CETA invites schools from all over Southern California to come to the festival, and the schools are broken up into four areas. Over the course of the weekend, four plays are put on, each of them being voted as the best from their area. CETA adjudicators visit all of these schools, where they watch and evaluate the plays that are put on.
CCHS was not chosen this year to perform Lord of the Flies, but several awards were given out to students from our school.
Kacey Oschack and Sophia Lafaurie won director’s awards, meaning that Lord of the Flies director Ken Sawyer thought of them as the best cast and crew members in the production. Zoe Alamillo was given an adjudicator award for the costumes in CCHS’s play. This is an extremely impressive award, meaning that one of the CETA judges was highly impressed with Zoe’s work, and found it very memorable. Additionally, the trailer for Lord of the Flies, created by Alex Dashwood with the help of AVPA Film, won third place out of all of the trailers in the entire festival.

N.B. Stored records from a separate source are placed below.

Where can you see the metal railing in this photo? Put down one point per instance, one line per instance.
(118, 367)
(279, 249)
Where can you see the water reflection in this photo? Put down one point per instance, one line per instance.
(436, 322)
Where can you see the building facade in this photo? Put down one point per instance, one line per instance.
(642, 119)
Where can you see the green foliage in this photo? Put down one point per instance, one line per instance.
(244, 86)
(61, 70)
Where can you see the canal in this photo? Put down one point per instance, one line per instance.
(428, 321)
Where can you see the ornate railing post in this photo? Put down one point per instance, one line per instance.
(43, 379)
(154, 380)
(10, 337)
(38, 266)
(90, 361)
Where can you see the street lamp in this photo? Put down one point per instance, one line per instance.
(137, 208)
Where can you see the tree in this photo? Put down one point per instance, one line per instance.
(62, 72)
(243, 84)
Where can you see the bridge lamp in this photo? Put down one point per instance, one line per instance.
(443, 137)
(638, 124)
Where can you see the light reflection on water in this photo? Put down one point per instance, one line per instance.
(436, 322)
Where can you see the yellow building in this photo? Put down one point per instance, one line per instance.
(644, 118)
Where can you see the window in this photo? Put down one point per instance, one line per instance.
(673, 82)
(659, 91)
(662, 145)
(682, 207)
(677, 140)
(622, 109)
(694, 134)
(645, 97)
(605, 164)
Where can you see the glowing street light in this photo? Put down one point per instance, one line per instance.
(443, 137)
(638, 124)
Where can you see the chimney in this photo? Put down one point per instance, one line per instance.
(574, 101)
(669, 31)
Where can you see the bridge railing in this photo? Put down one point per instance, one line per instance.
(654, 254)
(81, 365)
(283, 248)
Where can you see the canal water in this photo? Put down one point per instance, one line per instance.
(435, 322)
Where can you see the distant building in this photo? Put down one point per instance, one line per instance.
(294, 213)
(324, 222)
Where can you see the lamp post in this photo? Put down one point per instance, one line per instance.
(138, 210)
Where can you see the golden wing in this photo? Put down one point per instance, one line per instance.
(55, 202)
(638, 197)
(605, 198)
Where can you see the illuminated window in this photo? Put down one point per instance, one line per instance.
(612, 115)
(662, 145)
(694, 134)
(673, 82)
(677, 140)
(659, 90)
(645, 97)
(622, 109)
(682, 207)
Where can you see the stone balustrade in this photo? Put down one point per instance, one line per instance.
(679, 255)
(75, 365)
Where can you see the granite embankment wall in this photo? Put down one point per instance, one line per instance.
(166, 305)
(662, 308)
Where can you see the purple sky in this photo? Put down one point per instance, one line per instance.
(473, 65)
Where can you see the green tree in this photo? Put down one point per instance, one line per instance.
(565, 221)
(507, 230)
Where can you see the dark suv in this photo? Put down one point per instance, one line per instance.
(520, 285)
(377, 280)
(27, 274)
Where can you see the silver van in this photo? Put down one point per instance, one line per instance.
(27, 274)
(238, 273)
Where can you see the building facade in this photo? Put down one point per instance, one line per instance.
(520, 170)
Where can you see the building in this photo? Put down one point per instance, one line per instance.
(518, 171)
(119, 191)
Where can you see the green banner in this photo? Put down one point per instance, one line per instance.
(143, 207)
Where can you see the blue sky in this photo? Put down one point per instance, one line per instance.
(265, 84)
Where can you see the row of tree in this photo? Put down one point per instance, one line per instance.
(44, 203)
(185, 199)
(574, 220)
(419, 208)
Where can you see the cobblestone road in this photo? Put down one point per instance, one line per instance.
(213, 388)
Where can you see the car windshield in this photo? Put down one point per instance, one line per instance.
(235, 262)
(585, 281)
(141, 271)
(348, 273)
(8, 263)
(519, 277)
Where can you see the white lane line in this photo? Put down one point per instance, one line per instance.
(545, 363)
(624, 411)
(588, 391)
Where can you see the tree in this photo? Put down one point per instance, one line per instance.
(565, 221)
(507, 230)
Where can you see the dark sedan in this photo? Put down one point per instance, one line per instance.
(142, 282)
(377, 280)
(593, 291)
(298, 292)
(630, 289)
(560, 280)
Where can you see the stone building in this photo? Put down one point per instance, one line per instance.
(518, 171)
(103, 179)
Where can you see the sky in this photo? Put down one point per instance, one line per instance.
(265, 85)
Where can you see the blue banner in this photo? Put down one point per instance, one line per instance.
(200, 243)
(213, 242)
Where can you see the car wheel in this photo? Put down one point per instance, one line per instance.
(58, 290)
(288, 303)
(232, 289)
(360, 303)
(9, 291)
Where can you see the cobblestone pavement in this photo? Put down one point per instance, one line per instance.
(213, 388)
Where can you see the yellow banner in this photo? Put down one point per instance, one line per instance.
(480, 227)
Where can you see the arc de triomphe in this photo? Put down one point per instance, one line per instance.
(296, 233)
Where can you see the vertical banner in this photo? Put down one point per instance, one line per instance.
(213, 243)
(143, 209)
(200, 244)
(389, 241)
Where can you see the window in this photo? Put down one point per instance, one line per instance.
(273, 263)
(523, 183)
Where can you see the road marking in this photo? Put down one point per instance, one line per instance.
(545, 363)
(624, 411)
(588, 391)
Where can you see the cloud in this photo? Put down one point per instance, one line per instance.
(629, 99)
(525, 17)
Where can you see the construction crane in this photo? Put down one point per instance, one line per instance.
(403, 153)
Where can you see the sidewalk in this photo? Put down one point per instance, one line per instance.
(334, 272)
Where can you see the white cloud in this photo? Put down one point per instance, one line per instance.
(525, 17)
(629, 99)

The most prestigious award given out to one of our students was the Senior’s Acting Scholarship, given to Ryanne Biernat. Eighty-one seniors auditioned for this scholarship, and only five of them were awarded it. Kacey Oschack was also one of the final thirteen contenders for this scholarship, which is highly impressive.
CETA has a lot of moving parts on top of awards and award-winning plays. On Saturday, students signed up for two different workshops, where they reached out of their comfort zones and learned more about theater. These workshops ranged from learning audition techniques to getting better at dancing and everything in between. Workshops about lighting and sound were also included, in addition to many others.
Along with the bigger attractions, a film festival and festival of scenes were held. Awards were given out for both of these, and the winning pieces were put on display and performed for the entire audience. Also, the second and third place plays from each areas either performed a scene from the play, or a ten minute piece that summed it all up.
CETA holds an important place in the heart of CCHS’s theater kids each year, and this year did not fail to disappoint.